Test Cycles and Fuels

Nonroad engine emissions are measured on a steady-state test cycle that is equivalent to the ISO 8178 C1, 8-mode steady-state test cycle. Other ISO 8178 test cycles are allowed for selected applications, such as constant-speed engines (D2 5-mode cycle), variable-speed engines rated under 19 kW (G2 cycle), and marine engines (E3 cycle).

Transient Testing. Tier 4 standards have to be met over both the steady-state test and the nonroad transient cycle, NRTC. The transient testing requirements started with MY 2013 for engines below 56 kW, MY 2012 for 56-130 kW, and MY 2011 for 130-560 kW engines. Engines above 560 kW are not tested on the transient test. Also constant-speed, variable-load engines of any power category are not subject to transient testing. The NRTC protocol includes a cold start test. The cold start emissions are weighted at 5% and hot start emissions are weighted at 95% in calculating the final result.

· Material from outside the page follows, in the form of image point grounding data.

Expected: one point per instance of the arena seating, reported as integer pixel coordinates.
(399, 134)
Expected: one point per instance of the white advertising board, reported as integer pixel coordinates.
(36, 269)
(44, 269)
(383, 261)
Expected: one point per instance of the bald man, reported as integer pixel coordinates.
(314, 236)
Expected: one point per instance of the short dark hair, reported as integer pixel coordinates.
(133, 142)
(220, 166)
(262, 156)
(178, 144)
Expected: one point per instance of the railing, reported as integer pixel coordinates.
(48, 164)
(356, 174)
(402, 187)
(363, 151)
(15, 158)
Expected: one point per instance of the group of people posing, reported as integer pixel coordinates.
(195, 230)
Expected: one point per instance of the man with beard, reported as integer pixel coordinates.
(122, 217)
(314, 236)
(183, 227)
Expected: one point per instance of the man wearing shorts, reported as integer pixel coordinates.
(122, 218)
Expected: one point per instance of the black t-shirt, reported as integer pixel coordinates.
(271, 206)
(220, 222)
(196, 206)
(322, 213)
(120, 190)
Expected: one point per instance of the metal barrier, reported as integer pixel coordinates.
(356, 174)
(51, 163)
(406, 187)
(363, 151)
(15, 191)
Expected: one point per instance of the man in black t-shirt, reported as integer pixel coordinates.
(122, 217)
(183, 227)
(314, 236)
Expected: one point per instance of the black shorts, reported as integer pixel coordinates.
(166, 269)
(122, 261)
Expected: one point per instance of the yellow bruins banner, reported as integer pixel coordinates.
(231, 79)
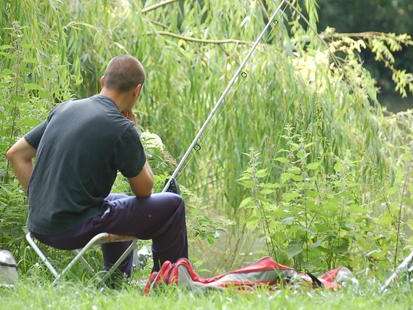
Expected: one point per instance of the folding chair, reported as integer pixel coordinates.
(96, 240)
(405, 266)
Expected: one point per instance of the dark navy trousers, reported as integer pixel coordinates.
(160, 217)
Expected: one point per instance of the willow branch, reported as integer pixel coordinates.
(364, 35)
(156, 6)
(197, 40)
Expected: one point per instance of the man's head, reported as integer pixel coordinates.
(123, 78)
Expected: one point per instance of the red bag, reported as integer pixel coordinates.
(264, 272)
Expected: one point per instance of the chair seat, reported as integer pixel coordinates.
(98, 239)
(117, 238)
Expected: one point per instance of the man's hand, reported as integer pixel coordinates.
(130, 116)
(20, 157)
(173, 186)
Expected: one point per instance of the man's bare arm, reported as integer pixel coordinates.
(20, 156)
(142, 184)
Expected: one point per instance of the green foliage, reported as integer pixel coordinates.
(320, 200)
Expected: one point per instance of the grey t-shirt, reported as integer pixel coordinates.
(80, 148)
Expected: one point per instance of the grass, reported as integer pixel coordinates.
(29, 294)
(54, 50)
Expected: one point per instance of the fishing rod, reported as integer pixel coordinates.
(194, 144)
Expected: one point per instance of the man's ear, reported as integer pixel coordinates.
(137, 90)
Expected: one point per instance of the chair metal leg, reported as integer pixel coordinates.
(41, 255)
(85, 262)
(80, 254)
(119, 261)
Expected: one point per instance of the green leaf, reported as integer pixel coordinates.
(288, 220)
(246, 203)
(287, 197)
(262, 173)
(313, 166)
(294, 249)
(282, 160)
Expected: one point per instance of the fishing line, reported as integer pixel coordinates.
(221, 101)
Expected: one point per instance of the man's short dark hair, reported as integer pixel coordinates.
(124, 73)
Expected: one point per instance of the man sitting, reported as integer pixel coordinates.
(79, 149)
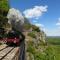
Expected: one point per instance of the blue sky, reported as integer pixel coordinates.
(48, 20)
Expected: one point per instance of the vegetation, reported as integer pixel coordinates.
(47, 54)
(31, 34)
(55, 43)
(35, 28)
(4, 7)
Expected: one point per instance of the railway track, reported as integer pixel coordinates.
(7, 53)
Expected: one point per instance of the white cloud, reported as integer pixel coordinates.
(35, 12)
(35, 21)
(58, 23)
(41, 26)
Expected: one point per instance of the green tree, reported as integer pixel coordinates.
(4, 7)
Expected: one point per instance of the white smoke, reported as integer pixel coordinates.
(15, 18)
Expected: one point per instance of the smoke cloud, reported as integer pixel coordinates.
(15, 18)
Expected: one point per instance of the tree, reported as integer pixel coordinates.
(4, 7)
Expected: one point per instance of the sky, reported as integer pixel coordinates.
(43, 13)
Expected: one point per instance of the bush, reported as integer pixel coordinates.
(31, 34)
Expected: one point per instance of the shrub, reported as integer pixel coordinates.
(31, 34)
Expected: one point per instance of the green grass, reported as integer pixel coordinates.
(55, 43)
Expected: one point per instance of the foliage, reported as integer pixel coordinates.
(27, 26)
(31, 34)
(47, 54)
(4, 7)
(35, 28)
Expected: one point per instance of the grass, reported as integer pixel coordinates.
(55, 43)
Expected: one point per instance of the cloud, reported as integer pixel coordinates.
(58, 23)
(53, 32)
(35, 12)
(41, 26)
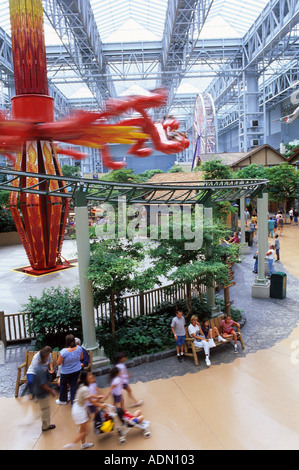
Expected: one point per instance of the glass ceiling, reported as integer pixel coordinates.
(143, 20)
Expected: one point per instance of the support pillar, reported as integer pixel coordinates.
(86, 295)
(261, 285)
(215, 310)
(244, 248)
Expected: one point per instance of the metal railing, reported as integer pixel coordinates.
(14, 327)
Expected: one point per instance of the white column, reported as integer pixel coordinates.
(86, 295)
(261, 285)
(208, 216)
(244, 248)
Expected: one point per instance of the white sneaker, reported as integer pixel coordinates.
(58, 402)
(86, 445)
(71, 445)
(222, 340)
(208, 362)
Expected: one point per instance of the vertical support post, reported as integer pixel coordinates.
(208, 217)
(244, 248)
(261, 285)
(86, 295)
(2, 329)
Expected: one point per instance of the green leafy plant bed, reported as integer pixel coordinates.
(150, 334)
(54, 315)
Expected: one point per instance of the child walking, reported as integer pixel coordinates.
(80, 413)
(120, 360)
(116, 388)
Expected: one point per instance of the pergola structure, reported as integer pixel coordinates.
(248, 75)
(202, 192)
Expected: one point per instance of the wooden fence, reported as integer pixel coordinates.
(13, 326)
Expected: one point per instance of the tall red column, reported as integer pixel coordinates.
(40, 219)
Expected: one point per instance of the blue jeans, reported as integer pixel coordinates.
(270, 266)
(66, 379)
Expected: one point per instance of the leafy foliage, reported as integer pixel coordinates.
(151, 333)
(55, 314)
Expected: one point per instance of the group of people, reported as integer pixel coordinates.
(203, 334)
(85, 397)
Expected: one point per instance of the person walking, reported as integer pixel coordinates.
(277, 248)
(42, 391)
(178, 330)
(271, 225)
(69, 359)
(80, 413)
(200, 340)
(270, 259)
(120, 360)
(36, 361)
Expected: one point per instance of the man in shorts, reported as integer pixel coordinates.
(178, 330)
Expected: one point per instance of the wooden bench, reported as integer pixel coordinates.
(191, 350)
(22, 369)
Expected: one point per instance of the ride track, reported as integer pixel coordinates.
(146, 193)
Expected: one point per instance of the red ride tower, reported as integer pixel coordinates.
(40, 219)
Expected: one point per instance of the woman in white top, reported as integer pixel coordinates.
(200, 340)
(36, 361)
(120, 360)
(80, 409)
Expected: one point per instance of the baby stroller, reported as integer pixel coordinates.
(103, 422)
(129, 421)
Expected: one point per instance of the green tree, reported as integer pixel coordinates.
(215, 169)
(283, 184)
(55, 314)
(116, 267)
(203, 265)
(252, 171)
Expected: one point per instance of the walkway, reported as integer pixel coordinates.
(243, 401)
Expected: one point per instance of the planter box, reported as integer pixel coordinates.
(9, 238)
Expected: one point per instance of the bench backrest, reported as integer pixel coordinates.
(216, 321)
(55, 354)
(29, 356)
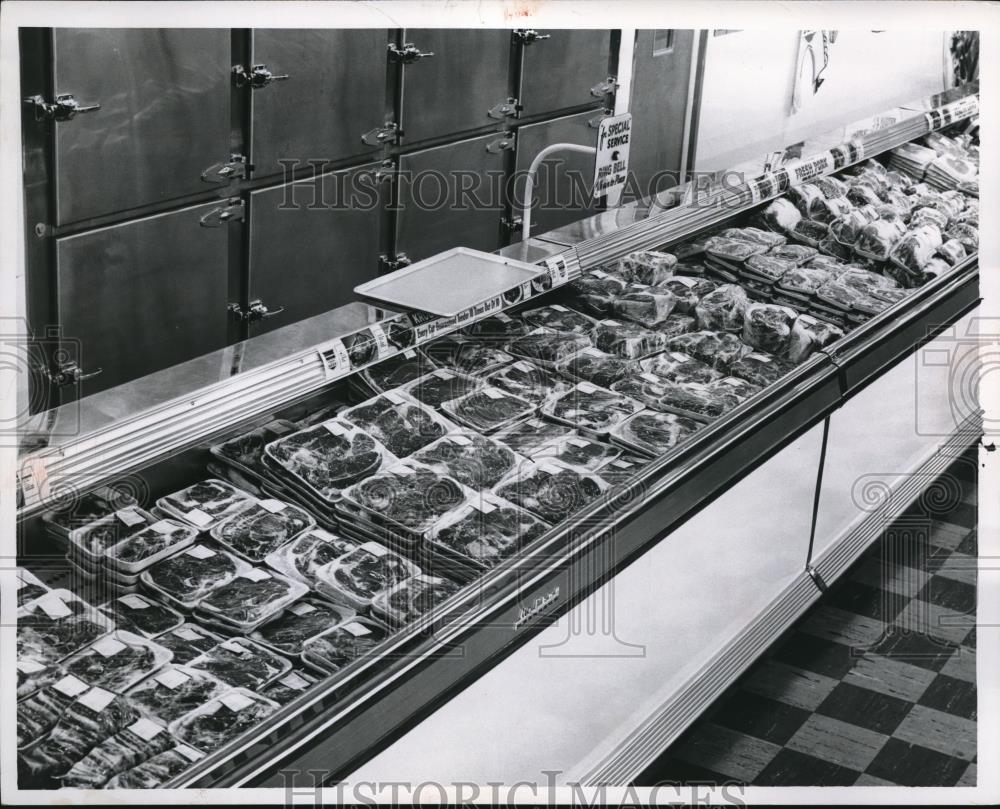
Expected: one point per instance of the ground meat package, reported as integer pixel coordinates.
(653, 433)
(204, 504)
(222, 719)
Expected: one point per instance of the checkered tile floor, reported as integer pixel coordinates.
(876, 685)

Tier 4 nonroad engines must also meet not-to-exceed standards (NTE), which are measured without reference to any specific test schedule. The NTE standards became effective in 2011 for engines above 130 kW; in 2012 for 56-130 kW; and in 2013 for engines below 56 kW. In most engines, the NTE limits are set at 1.25 times the regular standard for each pollutant. In engines certified to NOx standards below 2.5 g/kWh or PM standards below 0.07 g/kWh, the NTE multiplier is 1.5. The NTE standards apply to engines at the time of certification, as well as in use throughout the useful life of the engine. The purpose of the added testing requirements is to prevent the possibility of “defeating” the test cycle by electronic engine controls.

Certification Fuels. Fuels with sulfur levels no greater than 0.2 wt% (2,000 ppm) were used for certification testing of Tier 1-3 engines. From 2011, all Tier 4 engines are tested using fuels of 7-15 ppm sulfur content. The transition from the 2000 ppm S specification to the 7-15 ppm specification took place in the 2006-2010 period (see Certification Diesel Fuel).

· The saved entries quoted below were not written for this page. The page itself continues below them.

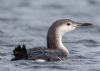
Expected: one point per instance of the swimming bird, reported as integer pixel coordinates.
(55, 50)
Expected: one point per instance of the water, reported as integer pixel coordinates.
(27, 22)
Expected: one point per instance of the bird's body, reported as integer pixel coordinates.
(55, 50)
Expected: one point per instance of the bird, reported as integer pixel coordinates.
(55, 50)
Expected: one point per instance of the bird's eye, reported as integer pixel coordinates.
(68, 24)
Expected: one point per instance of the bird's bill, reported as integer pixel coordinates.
(84, 24)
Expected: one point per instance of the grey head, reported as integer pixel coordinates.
(58, 28)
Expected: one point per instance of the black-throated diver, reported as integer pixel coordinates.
(55, 50)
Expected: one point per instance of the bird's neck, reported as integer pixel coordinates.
(54, 40)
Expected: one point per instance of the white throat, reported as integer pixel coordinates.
(59, 35)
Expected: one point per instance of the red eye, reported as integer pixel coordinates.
(68, 24)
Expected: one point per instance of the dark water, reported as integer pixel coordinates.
(27, 22)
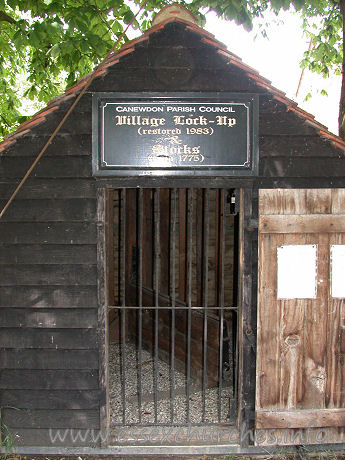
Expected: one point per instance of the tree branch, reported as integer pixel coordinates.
(6, 18)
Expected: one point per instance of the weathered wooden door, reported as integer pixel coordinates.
(301, 335)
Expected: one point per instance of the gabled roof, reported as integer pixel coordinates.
(262, 83)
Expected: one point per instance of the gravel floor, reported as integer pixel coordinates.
(164, 391)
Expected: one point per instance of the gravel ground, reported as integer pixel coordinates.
(164, 385)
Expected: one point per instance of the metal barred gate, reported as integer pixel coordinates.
(173, 314)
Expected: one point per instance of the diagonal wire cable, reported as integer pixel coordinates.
(67, 114)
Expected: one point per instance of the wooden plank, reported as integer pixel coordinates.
(28, 379)
(247, 275)
(307, 223)
(48, 210)
(27, 274)
(147, 238)
(48, 359)
(315, 338)
(103, 226)
(50, 399)
(291, 340)
(45, 418)
(62, 145)
(43, 437)
(338, 201)
(76, 167)
(164, 240)
(335, 367)
(296, 146)
(302, 167)
(199, 216)
(315, 418)
(271, 201)
(110, 256)
(48, 296)
(318, 201)
(300, 182)
(182, 245)
(50, 188)
(295, 202)
(48, 318)
(44, 254)
(48, 338)
(48, 233)
(269, 317)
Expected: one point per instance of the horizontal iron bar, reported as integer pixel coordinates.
(144, 307)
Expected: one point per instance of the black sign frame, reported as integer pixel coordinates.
(249, 167)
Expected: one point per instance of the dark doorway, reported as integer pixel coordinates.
(173, 314)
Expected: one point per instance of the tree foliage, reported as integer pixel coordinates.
(47, 45)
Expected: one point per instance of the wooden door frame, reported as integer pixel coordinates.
(247, 297)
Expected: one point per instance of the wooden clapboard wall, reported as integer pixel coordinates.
(300, 354)
(48, 285)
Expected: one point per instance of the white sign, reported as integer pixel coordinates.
(297, 271)
(338, 270)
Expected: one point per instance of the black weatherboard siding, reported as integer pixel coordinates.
(48, 286)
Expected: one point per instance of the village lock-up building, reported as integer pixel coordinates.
(174, 262)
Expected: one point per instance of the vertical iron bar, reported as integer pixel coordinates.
(189, 296)
(140, 296)
(205, 232)
(173, 298)
(156, 288)
(122, 267)
(221, 323)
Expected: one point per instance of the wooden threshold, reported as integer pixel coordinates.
(305, 418)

A change from measuring total hydrocarbons to nonmethane hydrocarbons (NMHC) has been introduced in the 1998 rule. Since there is no standardized EPA method for measuring methane in diesel engine exhaust, manufacturers can either use their own procedures to analyze nonmethane hydrocarbons or measure total hydrocarbons and subtract 2% from the measured hydrocarbon mass to correct for methane.

Environmental Benefit and Cost

1998 Regulation

At the time of signing the 1998 rule, the EPA estimated that by 2010 NOx emissions would be reduced by about a million tons per year, the equivalent of taking 35 million passenger cars off the road.

The costs of meeting the emission standards were expected to add under 1% to the purchase price of typical new nonroad diesel equipment, although for some equipment the standards may cause price increases on the order of 2-3%. The program was expected to cost about $600 per ton of NOx reduced.

Tier 4 Regulation

When the full inventory of older nonroad engines are replaced by Tier 4 engines, annual emission reductions are estimated at 738,000 tons of NOx and 129,000 tons of PM. By 2030, 12,000 premature deaths would be prevented annually due to the implementation of the proposed standards.

The estimated costs for added emission controls for the vast majority of equipment was estimated at 1-3% as a fraction of total equipment price. For example, for a 175 hp bulldozer that costs approximately $230,000 it would cost up to $6,900 to add the advanced emission controls and to design the bulldozer to accommodate the modified engine.

EPA estimated that the average cost increase for 15 ppm S fuel would be 7 cents per gallon. This figure would be reduced to 4 cents by anticipated savings in maintenance costs due to low sulfur diesel.